И всё повторилось: миллионы голосов заговорили, каждый на свой лад, всё окружающее — берёзы, бетонка, мотоцикл и его отмороженные седоки — всё стало зыбким, нереальным, мерцающим. Всё поплыло. Байкер продолжал говорить, но теперь Торнадо не смог бы понять его при всём желании: слова растягивались, рокочущие звуки тянулись неимоверно долго, словно из плеера, воспроизводящего запись с самой малой скоростью.
И даже выстрела Торнадо не заметил.
Дуло пистолета окуталось сгустком пламени. Вспышка висела в воздухе, никак не желая исчезать, словно пистолет был бутафорским и вместо выстрела из ствола выскочил бумажный цветок, гвоздика огненного цвета.
Ха-ха-ха, в этом месте все смеются…
Потом сквозь пламя медленно, неохотно протиснулась пуля и столь же нестерпимо медленно полетела в Торнадо. Он видел её неторопливое вращение, мог разглядеть на боках оставленные нарезами ствола полоски.
«В меня выстрелили, я сейчас умру», — подумал по инерции Торнадо. И тотчас же сам чуть не расхохотался от нелепости и дикости этой мысли.
Он двумя руками ухватился за рукоять, невзначай положив указательный палец правой на красный камень, и взмахнул мечом, как взмахивает ракеткой теннисист, отбивающий подачу соперника. Славик Чернецов, случись ему оказаться рядом, наверняка бы высмеял такой неуклюжий замах, но ведь сработало! Клинок плашмя ударил пулю, и она полетела куда-то вбок — деформированная, кувыркающаяся.

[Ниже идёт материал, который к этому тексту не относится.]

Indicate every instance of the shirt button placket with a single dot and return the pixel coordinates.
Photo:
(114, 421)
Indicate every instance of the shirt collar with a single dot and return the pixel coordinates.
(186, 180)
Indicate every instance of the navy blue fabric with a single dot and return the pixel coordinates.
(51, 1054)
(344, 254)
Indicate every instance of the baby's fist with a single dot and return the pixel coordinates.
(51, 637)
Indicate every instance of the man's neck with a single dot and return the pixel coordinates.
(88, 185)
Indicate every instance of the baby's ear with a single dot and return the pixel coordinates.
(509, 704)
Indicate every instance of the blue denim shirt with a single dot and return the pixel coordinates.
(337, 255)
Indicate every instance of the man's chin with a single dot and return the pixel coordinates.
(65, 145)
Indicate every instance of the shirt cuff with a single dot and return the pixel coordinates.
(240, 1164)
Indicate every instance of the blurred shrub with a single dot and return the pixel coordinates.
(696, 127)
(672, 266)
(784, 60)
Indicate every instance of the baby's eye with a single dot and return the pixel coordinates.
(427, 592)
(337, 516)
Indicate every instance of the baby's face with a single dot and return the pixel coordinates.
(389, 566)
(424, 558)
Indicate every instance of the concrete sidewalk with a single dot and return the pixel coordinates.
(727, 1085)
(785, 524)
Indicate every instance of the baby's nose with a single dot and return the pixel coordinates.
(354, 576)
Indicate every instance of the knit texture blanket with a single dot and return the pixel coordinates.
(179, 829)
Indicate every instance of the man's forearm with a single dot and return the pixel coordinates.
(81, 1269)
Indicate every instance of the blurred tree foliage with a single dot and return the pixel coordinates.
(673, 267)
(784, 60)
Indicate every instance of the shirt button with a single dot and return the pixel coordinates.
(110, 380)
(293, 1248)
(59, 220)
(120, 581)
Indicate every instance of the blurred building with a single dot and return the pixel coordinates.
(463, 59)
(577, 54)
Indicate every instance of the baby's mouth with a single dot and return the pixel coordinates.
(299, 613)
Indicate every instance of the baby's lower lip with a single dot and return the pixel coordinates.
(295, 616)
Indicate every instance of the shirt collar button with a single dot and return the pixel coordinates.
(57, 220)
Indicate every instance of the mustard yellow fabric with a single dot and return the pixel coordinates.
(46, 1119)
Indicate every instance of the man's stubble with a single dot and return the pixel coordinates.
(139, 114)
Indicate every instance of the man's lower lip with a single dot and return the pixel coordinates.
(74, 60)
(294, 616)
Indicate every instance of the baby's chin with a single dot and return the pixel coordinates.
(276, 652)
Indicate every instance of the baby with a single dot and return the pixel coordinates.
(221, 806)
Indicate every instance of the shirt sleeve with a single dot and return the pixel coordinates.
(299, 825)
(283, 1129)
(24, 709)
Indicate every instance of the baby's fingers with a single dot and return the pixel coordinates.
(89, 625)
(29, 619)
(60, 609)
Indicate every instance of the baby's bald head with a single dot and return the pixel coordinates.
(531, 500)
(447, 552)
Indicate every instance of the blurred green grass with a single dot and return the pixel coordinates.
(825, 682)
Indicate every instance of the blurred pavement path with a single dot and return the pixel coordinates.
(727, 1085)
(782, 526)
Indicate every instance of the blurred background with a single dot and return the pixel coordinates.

Если уравнения физики, описывающие кинетическую энергию движущихся тел, хоть чего-то стоили, руки Торнадо должны были почувствовать нехилый удар, но они ничего не почувствовали, будто он отбил невесомый пенопластовый шарик.
Торнадо попранием физических законов ничуть не озаботился, его крайне заинтересовало другое — то, что случилось со стрелком.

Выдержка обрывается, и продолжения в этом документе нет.